J’ai eu récemment l’occasion d’échanger avec une intervenante dans la formation de séminaristes, dans plusieurs séminaires diocésains de province, qui constatait une forte évolution sur les quinze dernières années : malgré une vraie diversité parmi ces jeunes hommes se préparant à devenir prêtres, – diversité de points de vue, d’éducation, d’origines sociales et familiales, contrairement à une certaine homogénéité parisienne -, une vraie tendance de fond leur devient commune, celle de pratiquer un christianisme dit « identitaire ». Cette génération ne se reconnait pas dans le christianisme dit « d’enfouissement » des années soixante-dix, et pas toujours non plus dans celui « d’ouverture » dont nous nous réclamons à Saint-Merry Hors-les-Murs. Non pas qu’ils revendiquent une « fermeture », mais plutôt une forme d’affirmation dans l’espace public qui passe par des signes extérieurs ostentatoires, – habits cléricaux spécifiques qui mettent à part, résurgences de rituels surannés ponctués d’agenouillements et de mains jointes, pratiques processionnelles dans l’espace public, discours en opposition aux normes sociales dominantes sur la vie de couple ou la procréation… – Comme s’il s’agissait plus d’une confrontation que d’un dialogue avec le monde dans lequel nous vivons.

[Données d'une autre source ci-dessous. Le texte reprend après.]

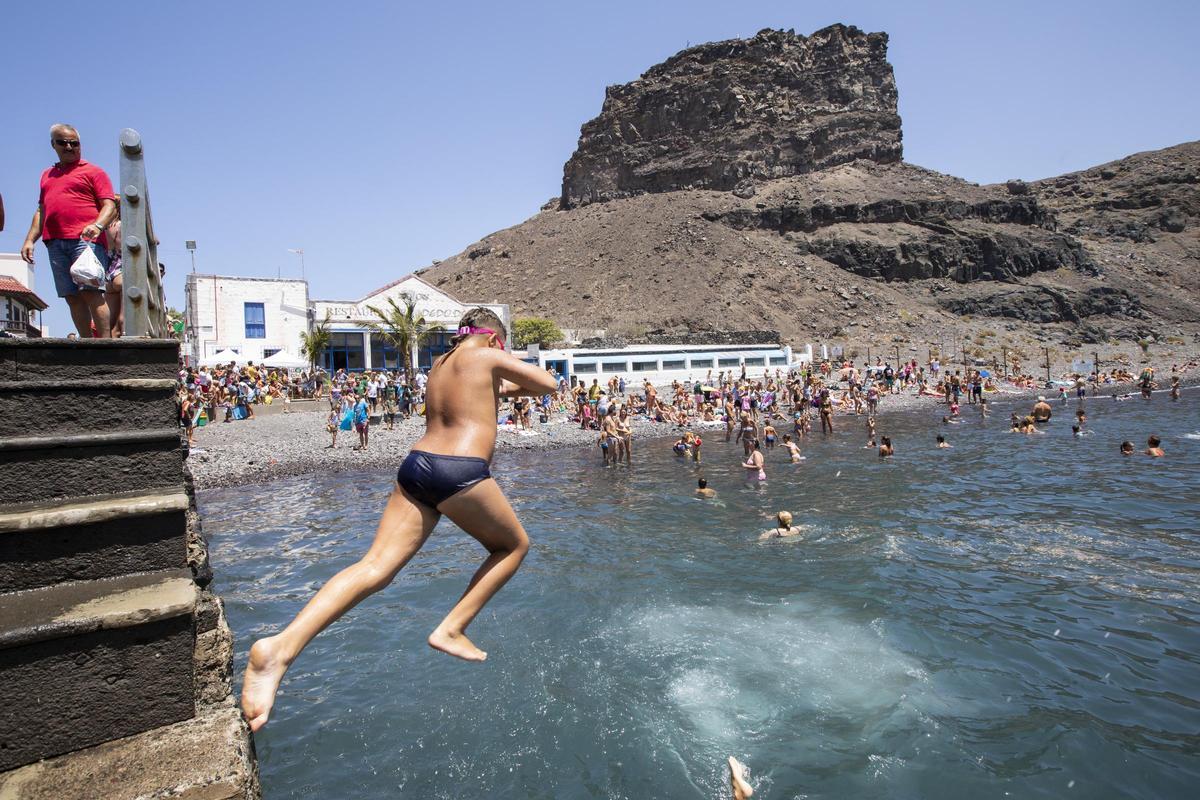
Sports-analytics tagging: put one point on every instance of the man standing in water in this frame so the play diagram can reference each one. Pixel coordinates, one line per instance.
(1042, 410)
(447, 473)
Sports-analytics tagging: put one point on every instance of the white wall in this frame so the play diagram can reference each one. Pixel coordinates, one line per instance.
(12, 265)
(216, 314)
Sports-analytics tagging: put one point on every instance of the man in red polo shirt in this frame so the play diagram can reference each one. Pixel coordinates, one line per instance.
(75, 206)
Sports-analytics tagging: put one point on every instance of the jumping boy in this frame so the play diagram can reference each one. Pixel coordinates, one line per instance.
(447, 473)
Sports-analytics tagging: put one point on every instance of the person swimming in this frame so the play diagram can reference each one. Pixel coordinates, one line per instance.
(784, 527)
(754, 463)
(793, 451)
(447, 473)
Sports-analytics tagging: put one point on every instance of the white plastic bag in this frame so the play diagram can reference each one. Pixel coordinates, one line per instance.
(87, 270)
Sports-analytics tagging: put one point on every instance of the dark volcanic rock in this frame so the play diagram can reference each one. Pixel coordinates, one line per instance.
(1045, 305)
(717, 114)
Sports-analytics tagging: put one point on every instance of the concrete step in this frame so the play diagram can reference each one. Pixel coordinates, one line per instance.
(48, 359)
(87, 464)
(78, 405)
(207, 758)
(51, 542)
(91, 661)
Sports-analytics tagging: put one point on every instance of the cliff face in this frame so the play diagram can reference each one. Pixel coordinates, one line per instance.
(725, 114)
(757, 185)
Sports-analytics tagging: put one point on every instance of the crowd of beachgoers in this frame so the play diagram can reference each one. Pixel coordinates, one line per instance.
(370, 420)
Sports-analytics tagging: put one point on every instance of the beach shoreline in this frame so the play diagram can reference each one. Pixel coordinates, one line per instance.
(288, 445)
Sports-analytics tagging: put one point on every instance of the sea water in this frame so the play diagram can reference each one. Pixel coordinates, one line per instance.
(1013, 617)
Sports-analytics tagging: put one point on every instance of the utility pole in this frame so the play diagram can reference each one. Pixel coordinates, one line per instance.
(299, 251)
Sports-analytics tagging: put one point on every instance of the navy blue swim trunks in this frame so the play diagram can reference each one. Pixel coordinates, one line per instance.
(431, 479)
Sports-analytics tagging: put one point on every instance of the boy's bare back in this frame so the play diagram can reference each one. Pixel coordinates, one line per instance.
(463, 395)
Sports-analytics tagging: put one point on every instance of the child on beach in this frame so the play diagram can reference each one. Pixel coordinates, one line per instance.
(447, 473)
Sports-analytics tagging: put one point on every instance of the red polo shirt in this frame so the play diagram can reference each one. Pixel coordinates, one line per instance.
(71, 198)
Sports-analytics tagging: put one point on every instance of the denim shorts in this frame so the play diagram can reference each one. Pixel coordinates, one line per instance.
(63, 254)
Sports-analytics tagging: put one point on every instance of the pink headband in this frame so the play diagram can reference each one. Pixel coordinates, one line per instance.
(471, 329)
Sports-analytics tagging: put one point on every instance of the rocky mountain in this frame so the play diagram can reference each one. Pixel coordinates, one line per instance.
(730, 113)
(757, 185)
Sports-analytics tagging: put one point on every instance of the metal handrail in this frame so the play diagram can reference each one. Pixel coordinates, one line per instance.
(145, 312)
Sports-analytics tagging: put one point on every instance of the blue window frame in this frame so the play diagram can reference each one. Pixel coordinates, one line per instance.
(256, 320)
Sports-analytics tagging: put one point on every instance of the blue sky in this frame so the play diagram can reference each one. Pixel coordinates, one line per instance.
(382, 136)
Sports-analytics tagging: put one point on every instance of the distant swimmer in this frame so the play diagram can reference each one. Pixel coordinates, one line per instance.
(742, 791)
(1042, 410)
(784, 527)
(793, 451)
(447, 473)
(754, 463)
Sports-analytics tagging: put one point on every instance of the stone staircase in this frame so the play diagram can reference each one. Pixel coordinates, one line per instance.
(114, 654)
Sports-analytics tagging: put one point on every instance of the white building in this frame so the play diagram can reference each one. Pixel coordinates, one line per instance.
(256, 318)
(352, 347)
(661, 364)
(19, 305)
(259, 317)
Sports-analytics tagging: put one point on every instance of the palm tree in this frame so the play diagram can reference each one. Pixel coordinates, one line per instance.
(401, 328)
(316, 342)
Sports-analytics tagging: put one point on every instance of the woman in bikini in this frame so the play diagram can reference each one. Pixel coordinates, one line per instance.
(447, 473)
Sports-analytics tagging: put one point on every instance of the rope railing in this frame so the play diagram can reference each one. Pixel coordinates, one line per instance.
(145, 312)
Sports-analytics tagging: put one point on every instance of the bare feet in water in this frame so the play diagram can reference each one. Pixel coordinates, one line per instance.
(737, 780)
(264, 671)
(455, 644)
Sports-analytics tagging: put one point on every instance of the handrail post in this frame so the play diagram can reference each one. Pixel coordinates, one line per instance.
(145, 313)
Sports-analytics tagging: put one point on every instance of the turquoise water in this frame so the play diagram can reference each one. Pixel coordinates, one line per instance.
(1015, 617)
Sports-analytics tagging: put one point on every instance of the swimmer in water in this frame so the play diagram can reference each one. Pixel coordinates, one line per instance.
(754, 463)
(447, 473)
(793, 451)
(1042, 410)
(742, 791)
(768, 433)
(784, 527)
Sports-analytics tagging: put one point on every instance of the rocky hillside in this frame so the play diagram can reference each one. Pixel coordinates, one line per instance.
(730, 113)
(757, 185)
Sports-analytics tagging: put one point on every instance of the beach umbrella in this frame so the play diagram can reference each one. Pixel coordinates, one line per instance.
(223, 356)
(285, 360)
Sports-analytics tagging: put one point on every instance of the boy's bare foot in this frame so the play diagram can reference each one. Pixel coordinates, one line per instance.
(455, 644)
(737, 780)
(264, 671)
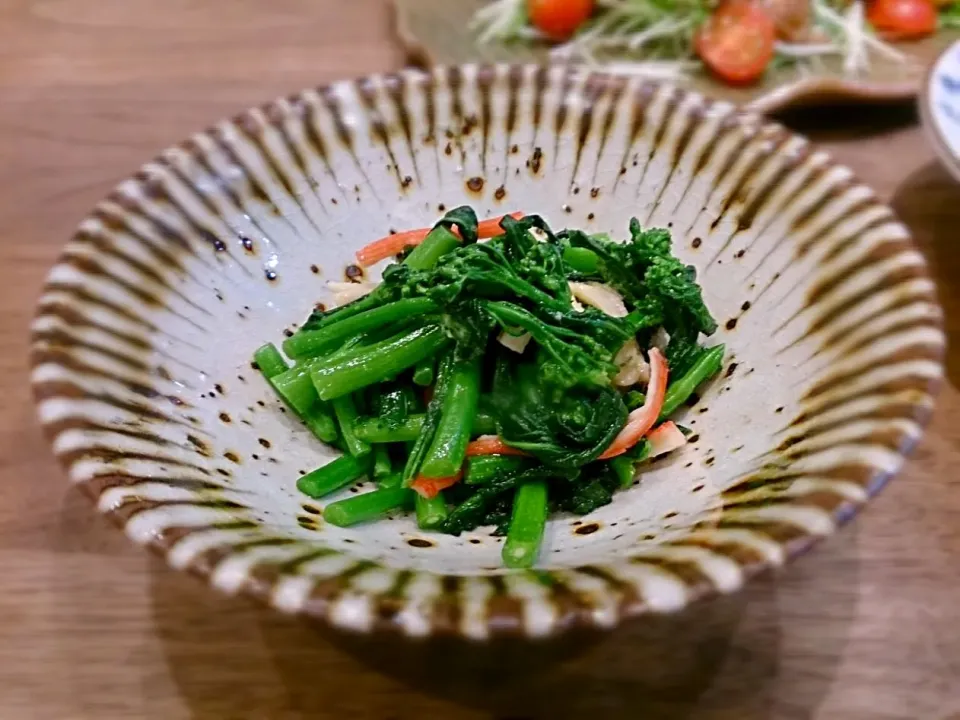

Cela me chagrine, car tout en me réjouissant que chaque génération, chaque individu, puisse suivre la voie qui lui parait juste, j’ai beau retourner l’Évangile dans tous les sens, je ne m’explique pas ces crispations rétrogrades qui me semblent si incompatibles avec les paroles et les actes de Jésus de Nazareth à l’égard du formalisme déconnecté des Pharisiens, où la forme finit par primer sur le fond, ou la lettre sur l’esprit. Parmi ceux qui ont le mieux exprimé ce que j’en comprends, et comment se détermine ma façon d’être chrétienne aujourd’hui, je voudrais citer le théologien protestant Raphaël Picon, publié en 2014 dans la revue Évangile et liberté et repris en décembre dernier sur le site de Garrigues et sentiers dans un article intitulé Les fondements du christianisme libéral. Il rappelle notamment l’importance de l’usage de la raison pour penser la foi, du refus des carcans dogmatiques surplombants au bénéfice d’une confession de foi, du caractère indispensable de l’esprit critique ; et celle de la culture, et de la prise en compte du monde.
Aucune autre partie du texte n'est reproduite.